Danielle stood there, staring at him. He's not asking me to kill him. He's asking me to end it, to tell him I never loved him. He's been waiting on the edge this whole time, looking down into the abyss of his loneliness. He's waiting for me to choose to leave. To push him over.

The dagger clattered away across the stage. Erik opened his eyes, meeting hers. Tremulously, Danielle reached out her hand to touch his cheek, a sad smile on her lips.

Your masquerade is over, and your noon of triumph fades.

And now the dark you once revered has laid on you its chains.

But you hold my heart inside your palm.

With out without your mask, Don Juan, I love you.

Danielle slid her fingers beneath the mask and carefully pulled it off. The audience gasped in horror as she unveiled his face, and Erik himself looked remorseful. But there was more. He looked hopeful, hopeful after such a long time of denying himself. The audience fell silent as she traced a loving hand over his face, transfixed by the two on the stage. They weren't even aware of them. Erik's hand trembled faintly as he rested it over her own and pulled it down to hold against his heart.

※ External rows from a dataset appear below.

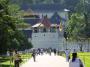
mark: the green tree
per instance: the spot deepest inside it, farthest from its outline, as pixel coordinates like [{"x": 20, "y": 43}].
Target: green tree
[
  {"x": 76, "y": 26},
  {"x": 10, "y": 16}
]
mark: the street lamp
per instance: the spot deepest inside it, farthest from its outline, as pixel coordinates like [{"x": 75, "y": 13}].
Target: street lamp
[{"x": 65, "y": 36}]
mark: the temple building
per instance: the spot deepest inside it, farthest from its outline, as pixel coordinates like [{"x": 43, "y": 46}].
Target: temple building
[{"x": 47, "y": 34}]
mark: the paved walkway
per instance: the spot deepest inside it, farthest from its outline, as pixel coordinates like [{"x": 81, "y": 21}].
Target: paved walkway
[{"x": 46, "y": 61}]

Say you'll share with me one love, one lifetime

Lead me save me from my solitude.

Say you want me with you here, beside you.

You alone cane make my song take flight.

He pulled her against him, and Danielle wrapped her arms around his neck as she sang the last line with him.

-Guide me through the darkness of the night.

-I'll hold you through the darkness of the night.

The curtain fell on perfect silence. Danielle and Erik stayed still in each other's arms. She drew a shaky, tremulous breath and buried her head in his shoulder.

"I tried, Erik," she murmured, tears falling on his coat like dewdrops. "I tried to free you from your chains. But I've only given you new ones, haven't I? The gendarmes will never stop following us; Nereaux will never leave us alone. You can't even go back to Paris."

"No, Danielle, no." He drew back and wiped a tear from her cheek. She couldn't help smiling faintly at the touch of his hand. "You have given me a second chance. Don't cry, Angel." She stared at him for a long time, studying his face. She finally leaned against him again and wrapped her arms tight around him. His hand stroked her hair gently, resting his head on her shoulder. Danielle wished that they could say like that forever, lost in a world of dark silence.

"I love you, Erik," she said softly. His hand paused.

"So that's how you say it," he whispered. His arms gathered her closer, if that was possible, and he leaned down to breathe in her ear. "I love you, Danielle," he said. Why had he never said that to her before? It seemed so strange that he had waited so long to admit it to her. "I love you." He sighed against her neck, pressing his bared cheek against her skin. Danielle smiled and ran her hands into his hair. A smile crossed his face, and he suddenly lifted his head and pushed her back just enough so he could look at her. "Danielle, let's go," he said. She blinked up at him, her wistful smile growing on her lips.

"But what about Nereaux? He followed me, I know it."

"I don't care," he said, shaking his head. He laughed faintly. "I don't care anymore. He's only one man. We outran them before. I have a room in the city where we can go. You won't have to wear my mask. We won't have to run anymore after this." A slow smile spread on her face. Erik was suddenly laughing, and when she nodded he bent down to kiss her. Hand in hand, they fled the stage, racing to their dressing rooms.

They were escaping the opera. They were escaping the world

All they left behind them was the mask.